Quentin Tarantino's much anticipated new film is a dreamy love letter. The recipients of the director's adoration are the late 1960s - especially the films, television shows, pop music and even the cheesy radio advertisements that the decade produced. And of course, the story is set against the sun-soaked boulevards of Hollywood, the factory where all those celluloid dreams were created. But this is very much a Tarantino film, so expect some raucous, sickening violence, as well as plenty of laughs.
The film's focus is Rick Dalton (Leonardo DiCaprio), a slightly dopey leading man who lives in the Hollywood Hills and who has enjoyed moderate career success in the past as the star of popular television Western. Approaching over-the-hill status when we meet him and increasingly keen on his drink, Rick lives alone, his only friend being his stunt double Cliff Booth (Brad Pitt). Cliff also serves as Rick's driver, personal assistant and career coach. The duo is often found speeding around Hollywood together as Rick manages his career.
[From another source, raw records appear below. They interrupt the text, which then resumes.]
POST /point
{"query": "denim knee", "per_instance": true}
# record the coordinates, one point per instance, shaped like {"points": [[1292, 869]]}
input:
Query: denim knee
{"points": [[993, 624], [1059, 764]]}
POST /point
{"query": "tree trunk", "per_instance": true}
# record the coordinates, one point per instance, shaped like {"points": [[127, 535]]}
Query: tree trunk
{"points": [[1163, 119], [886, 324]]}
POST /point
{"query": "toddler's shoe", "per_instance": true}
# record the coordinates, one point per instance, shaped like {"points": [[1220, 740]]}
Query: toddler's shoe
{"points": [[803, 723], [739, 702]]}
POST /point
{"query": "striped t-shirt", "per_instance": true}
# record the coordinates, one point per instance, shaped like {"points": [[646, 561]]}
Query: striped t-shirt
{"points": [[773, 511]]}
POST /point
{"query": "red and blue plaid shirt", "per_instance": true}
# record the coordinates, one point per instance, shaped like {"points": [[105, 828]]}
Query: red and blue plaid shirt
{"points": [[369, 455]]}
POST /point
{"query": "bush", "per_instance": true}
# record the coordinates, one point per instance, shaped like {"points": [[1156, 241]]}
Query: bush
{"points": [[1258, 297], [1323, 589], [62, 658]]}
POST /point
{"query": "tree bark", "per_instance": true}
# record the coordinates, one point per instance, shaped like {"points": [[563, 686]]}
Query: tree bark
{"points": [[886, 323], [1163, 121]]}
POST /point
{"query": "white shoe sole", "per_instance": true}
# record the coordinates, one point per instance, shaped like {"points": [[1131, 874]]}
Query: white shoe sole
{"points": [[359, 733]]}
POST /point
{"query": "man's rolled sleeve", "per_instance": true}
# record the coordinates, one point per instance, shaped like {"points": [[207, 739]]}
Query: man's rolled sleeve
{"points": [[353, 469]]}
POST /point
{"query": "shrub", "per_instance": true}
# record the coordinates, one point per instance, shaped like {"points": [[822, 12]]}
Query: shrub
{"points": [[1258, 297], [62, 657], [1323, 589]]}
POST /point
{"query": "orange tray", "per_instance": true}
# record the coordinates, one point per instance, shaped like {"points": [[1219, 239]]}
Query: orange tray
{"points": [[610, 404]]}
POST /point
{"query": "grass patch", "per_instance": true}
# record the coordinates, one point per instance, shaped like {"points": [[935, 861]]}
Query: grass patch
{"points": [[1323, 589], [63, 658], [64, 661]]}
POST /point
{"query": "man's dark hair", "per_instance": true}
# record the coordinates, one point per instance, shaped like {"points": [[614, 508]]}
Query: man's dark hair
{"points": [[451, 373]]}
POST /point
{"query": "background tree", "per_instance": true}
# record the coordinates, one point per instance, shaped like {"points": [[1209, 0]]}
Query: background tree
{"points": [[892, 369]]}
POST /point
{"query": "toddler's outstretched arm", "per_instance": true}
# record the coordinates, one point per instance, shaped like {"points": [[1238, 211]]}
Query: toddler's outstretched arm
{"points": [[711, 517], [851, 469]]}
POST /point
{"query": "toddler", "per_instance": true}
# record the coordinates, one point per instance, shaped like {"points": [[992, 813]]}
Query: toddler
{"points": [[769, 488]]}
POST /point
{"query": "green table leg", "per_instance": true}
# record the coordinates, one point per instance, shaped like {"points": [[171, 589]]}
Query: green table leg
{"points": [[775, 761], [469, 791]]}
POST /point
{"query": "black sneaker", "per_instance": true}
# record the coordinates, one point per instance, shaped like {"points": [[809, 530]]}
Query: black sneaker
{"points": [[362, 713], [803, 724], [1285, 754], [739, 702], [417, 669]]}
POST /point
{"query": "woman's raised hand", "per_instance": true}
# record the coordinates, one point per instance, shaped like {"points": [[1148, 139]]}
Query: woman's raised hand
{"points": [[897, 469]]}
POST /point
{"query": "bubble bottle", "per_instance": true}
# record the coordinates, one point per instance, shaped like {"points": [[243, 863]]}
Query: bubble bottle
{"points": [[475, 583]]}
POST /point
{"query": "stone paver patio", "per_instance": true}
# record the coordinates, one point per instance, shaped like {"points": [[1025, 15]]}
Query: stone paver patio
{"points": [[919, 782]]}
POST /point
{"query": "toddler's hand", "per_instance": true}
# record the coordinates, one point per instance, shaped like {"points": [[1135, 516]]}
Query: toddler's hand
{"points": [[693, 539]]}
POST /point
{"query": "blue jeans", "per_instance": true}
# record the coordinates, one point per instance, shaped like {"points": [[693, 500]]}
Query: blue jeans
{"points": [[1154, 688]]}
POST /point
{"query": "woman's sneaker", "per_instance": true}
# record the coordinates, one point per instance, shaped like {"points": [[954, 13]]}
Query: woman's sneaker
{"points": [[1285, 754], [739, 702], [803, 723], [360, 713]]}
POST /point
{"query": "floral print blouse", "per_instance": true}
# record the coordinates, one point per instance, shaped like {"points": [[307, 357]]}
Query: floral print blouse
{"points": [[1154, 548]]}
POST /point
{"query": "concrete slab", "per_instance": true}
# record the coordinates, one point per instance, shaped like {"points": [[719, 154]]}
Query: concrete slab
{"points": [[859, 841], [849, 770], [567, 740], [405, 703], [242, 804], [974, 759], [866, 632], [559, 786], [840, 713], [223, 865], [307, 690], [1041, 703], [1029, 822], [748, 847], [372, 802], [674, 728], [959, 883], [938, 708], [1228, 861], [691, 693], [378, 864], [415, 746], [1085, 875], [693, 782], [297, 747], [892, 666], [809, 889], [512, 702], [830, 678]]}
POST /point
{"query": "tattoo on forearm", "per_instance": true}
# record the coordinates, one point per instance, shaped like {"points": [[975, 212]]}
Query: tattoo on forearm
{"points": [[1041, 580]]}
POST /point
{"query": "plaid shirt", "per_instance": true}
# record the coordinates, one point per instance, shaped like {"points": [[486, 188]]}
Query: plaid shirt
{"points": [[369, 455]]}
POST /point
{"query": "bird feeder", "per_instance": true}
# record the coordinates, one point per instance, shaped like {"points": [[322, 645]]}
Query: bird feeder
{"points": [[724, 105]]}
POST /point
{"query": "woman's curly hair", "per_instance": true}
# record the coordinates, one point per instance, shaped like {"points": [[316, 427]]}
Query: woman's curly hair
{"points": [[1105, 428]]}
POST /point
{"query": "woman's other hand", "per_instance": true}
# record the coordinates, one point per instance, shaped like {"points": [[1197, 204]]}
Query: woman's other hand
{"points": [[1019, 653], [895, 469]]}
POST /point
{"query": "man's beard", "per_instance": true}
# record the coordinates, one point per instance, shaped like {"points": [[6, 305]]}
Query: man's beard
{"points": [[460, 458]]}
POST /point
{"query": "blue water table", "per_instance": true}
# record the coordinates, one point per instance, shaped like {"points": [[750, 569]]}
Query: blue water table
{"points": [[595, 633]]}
Rick's problem is that his career lacks direction: at the moment he gets one-off jobs playing villains in television series. The heavy drinking, his naivety towards the film industry and the ageing process don't help him score the big roles. But if Rick's career is precarious, Cliff's is virtually non-existent. He lives in a trailer, when he works as a stunt double he usually screws up, and so ultimately he's a semi-employed chauffeur for Rick.
So Rick and Cliff's Hollywood dream, if not dead, is fading fast. Rick's next-door neighbours represent a new and more successful Hollywood story: director Roman Polanski and his actress girlfriend Sharon Tate (played by Margot Robbie) have moved in.
It's one of a number of paths Tarantino takes us down, sort of - in real life Tate was sickeningly murdered in her home by Charles Manson and his groupies. But historical accuracy is not Tarantino's bailiwick here. Instead, we get an imagined re-ordering of events, a magical dream cooked up to get us to the conclusion.
And it does take a while to get there. It's a long film, crammed with many sidebars. Some of these are more vibrant than others: a scene in which Tate attends a screening of her own movie, her bare feet propped up on the seat in front of her is bizarrely compelling. Other scenes, including long pieces when Rick is filming one of his Westerns and we watch along as if watching the show, seem to drag on needlessly, the kitschy dialogue and bad acting wearing out its ability to provoke a laugh.
But when a director and an all-star cast are having this much fun it's hard not to go along. The film is still a breezy and fun ride through Hollywood, a place where around every corner there's the promise of bright lights.